A decade and a half on, Forthbank no longer looks quite so cutting edge. One of a rash of new stadiums handily sited on the arse end of nowhere (think Bolton or Middlesbrough), it's hemmed in by retail units, miles from the town centre but just a left turn away from a Morrisons and a Pizza Hut.

Sunday, 15 February 2009

Ground 107: Olympic Sports Centre, Riga

An unexpected bit of Baltic football - and free too. Coughed and spluttered on by a crowd of around fifty, Latvia's Under-19s beat their Lithuanian counterparts one-nil thanks to some comedy defending midway through the second half. There wasn't much to interest Dennis Wise: Lithuania had a couple of mildly inventive forwards while the home side were uniformally awful. If this is the best of Latvia's young talent, the chances of them repeating their Euro 2004 qualification are about as good as Newcastle winning the Champions League.

Date: February 15th 2009
Entrance: Free

Wednesday, 4 February 2009

Grounds Without Games: Viktoria Plzeň

I snuck in to the Struncovy Sady Stadion in February 2007, on my way to visit the Pilsner Urquell Brewery (virtually next door and much more appealing). It's one of those awful municipal stadiums built to accommodate as many sports as possible without suiting any of them. The capacity is seven and a half thousand, with the obligatory running track spoiling the view of the pitch and three out of the four stands open to the elements.

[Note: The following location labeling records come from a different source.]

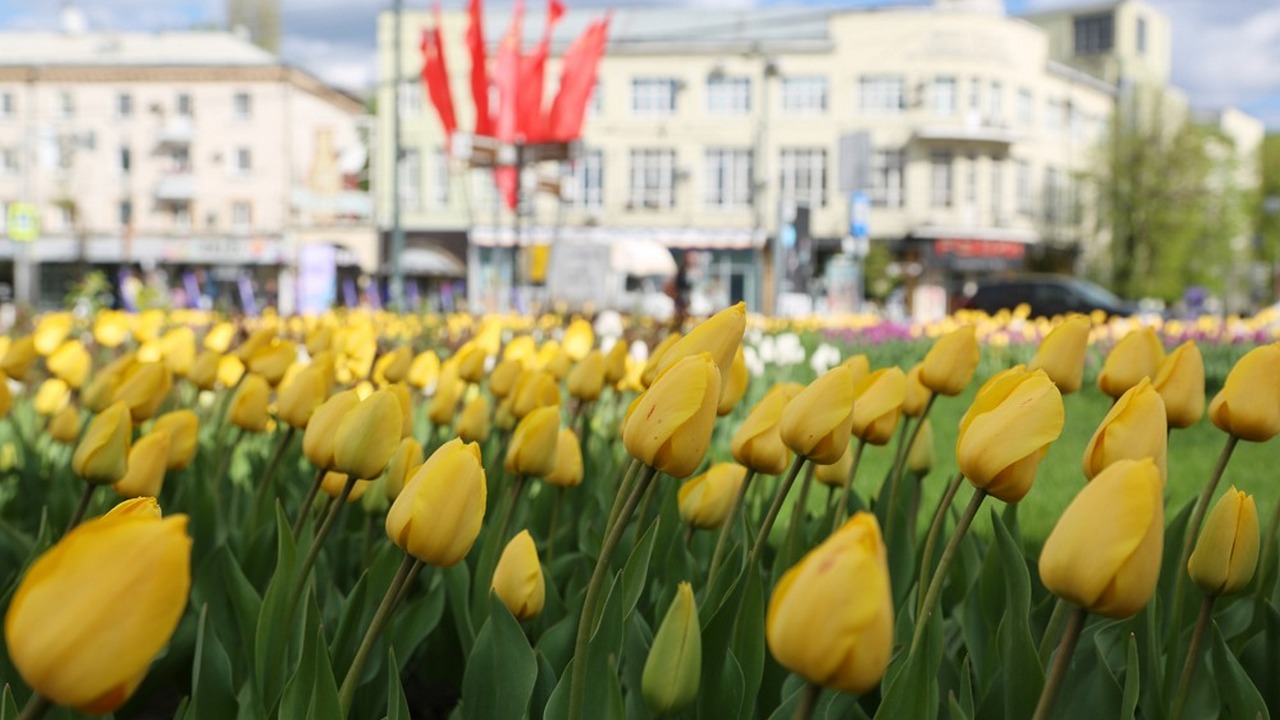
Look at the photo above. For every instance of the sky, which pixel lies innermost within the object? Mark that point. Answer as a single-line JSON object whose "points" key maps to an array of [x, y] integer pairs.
{"points": [[1225, 51]]}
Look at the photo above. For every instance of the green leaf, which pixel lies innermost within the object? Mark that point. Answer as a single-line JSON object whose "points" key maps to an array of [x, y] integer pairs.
{"points": [[501, 670]]}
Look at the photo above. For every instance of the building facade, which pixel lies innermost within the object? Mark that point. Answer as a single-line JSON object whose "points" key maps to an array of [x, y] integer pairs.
{"points": [[193, 160], [754, 144]]}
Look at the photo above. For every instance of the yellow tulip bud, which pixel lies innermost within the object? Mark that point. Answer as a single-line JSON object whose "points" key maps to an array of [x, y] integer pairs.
{"points": [[368, 434], [586, 379], [92, 655], [1180, 383], [758, 443], [1136, 356], [402, 465], [672, 671], [517, 579], [65, 425], [831, 616], [818, 420], [1226, 552], [534, 443], [1061, 352], [101, 456], [247, 409], [950, 364], [1104, 554], [183, 429], [568, 461], [51, 397], [1134, 428], [145, 388], [1006, 431], [145, 473], [71, 363], [318, 442], [671, 427], [705, 500], [878, 404], [1247, 406], [438, 514]]}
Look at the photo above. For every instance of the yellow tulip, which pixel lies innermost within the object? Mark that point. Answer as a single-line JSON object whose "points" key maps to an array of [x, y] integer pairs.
{"points": [[878, 404], [1008, 429], [101, 456], [705, 500], [247, 409], [950, 364], [1247, 406], [183, 429], [1061, 352], [534, 443], [517, 579], [1136, 356], [1134, 428], [831, 616], [439, 513], [671, 427], [586, 378], [368, 434], [817, 422], [1180, 383], [1104, 554], [1226, 552], [96, 607], [673, 669], [147, 460], [758, 443]]}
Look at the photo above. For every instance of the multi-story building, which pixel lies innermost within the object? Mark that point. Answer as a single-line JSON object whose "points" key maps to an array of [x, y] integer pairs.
{"points": [[191, 158], [743, 141]]}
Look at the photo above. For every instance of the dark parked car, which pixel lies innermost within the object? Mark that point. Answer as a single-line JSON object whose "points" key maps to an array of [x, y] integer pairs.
{"points": [[1047, 296]]}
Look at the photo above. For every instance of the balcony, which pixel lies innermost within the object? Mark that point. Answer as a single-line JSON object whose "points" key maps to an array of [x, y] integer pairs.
{"points": [[176, 187]]}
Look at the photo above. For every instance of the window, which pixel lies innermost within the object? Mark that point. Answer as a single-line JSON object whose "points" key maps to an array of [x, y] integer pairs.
{"points": [[804, 176], [439, 178], [242, 105], [242, 217], [588, 181], [804, 94], [944, 95], [653, 180], [940, 177], [887, 178], [411, 180], [881, 94], [1093, 33], [728, 95], [653, 96], [1024, 187], [728, 178]]}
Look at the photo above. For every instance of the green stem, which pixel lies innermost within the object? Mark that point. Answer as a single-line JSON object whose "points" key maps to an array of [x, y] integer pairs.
{"points": [[842, 505], [940, 575], [375, 627], [762, 536], [577, 682], [1184, 683], [931, 541], [726, 529], [1060, 664]]}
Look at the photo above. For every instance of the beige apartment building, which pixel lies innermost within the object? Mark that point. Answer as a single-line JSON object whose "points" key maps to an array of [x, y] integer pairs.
{"points": [[191, 160], [727, 136]]}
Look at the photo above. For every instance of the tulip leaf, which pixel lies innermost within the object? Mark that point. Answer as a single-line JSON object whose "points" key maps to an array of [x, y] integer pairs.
{"points": [[501, 670]]}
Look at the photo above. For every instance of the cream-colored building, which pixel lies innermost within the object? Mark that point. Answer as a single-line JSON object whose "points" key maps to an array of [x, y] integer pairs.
{"points": [[193, 159], [727, 135]]}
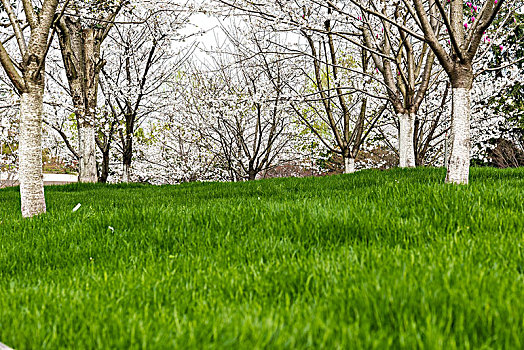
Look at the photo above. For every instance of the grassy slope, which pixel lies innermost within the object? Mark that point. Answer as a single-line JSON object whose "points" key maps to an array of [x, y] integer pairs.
{"points": [[371, 260]]}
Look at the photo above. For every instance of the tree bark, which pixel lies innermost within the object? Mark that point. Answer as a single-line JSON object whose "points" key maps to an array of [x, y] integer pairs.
{"points": [[80, 48], [104, 174], [127, 158], [406, 140], [87, 147], [30, 147], [458, 169], [126, 174], [349, 165]]}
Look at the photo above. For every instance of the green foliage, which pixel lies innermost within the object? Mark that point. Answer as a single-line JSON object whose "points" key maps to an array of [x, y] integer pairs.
{"points": [[392, 259]]}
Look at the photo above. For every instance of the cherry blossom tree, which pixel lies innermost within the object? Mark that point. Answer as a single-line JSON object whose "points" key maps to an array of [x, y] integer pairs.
{"points": [[27, 76]]}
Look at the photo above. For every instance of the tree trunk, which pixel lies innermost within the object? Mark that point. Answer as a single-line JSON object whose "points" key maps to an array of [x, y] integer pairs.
{"points": [[458, 169], [126, 174], [105, 167], [252, 175], [406, 142], [349, 165], [87, 147], [80, 50], [30, 149], [127, 158]]}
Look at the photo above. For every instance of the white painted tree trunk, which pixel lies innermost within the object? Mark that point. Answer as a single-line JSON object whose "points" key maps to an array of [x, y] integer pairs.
{"points": [[406, 147], [458, 169], [349, 165], [30, 151], [87, 147], [126, 175]]}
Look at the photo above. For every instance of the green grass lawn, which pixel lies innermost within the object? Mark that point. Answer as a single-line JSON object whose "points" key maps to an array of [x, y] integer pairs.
{"points": [[392, 259]]}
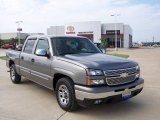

When you're a fan of a team as bad as Plzeň, the least you could expect is a little bit of comfort.

Saturday, 31 January 2009

Skonto Stadions

The pitch at Skonto Stadions, arctic home of ex-champs Skonto Riga and the Latvian national team. So that's why there's no winter football in the Baltics.


The ground's just outside central Riga, was built nine years ago, has three permanent stands and holds just under ten thousand spectators - more than enough for the kind of crowds domestic football currently attracts.

Wednesday, 21 January 2009

St James' Park Gallery

On the pitch at last. The Gallowgate End, where I first watched football and had my last season ticket.



In the changing rooms. Every team has a weak link - ours more than most.

The view from the East Stand posh seats. Newcastle United versus Coventry City, FA Cup, 2005.


My last visit to St James', a two-all draw with Derby County in the dying days of Fat Sam. The skyline was infinitely more entertaining than the pitch. For all his attempts at revisionism, watching Newcastle under Allardyce was more punishment than pleasure.

Saturday, 17 January 2009

Places I Have Been: Liberec

The choice was much easier when I lived in the Czech Republic. My flat was in Liberec, my job was in Liberec, even my school was called Liberec. It didn't take long to get the hint. Fortunately, Slovan Liberec were even quite good, just not so much while I was there.



My first game was a two-nil win against Sparta Prague. "Don't start thinking it's like this every week," the bloke next to me warned.

It wasn't.

Football in Latvia

I live in Latvia, a country where the football season runs from early April to October. Marooned without a game, I've been concentrating on the tricky matter of which local team to support. Obviously, and despite their recent crap form, Skonto are out. Ventspils is too far away, Jurmala too posh. Which leaves a straight choice between the two other Riga clubs, Olymps (who play in red) and FK (who don't).

In the meantime I'm making do with ice hockey.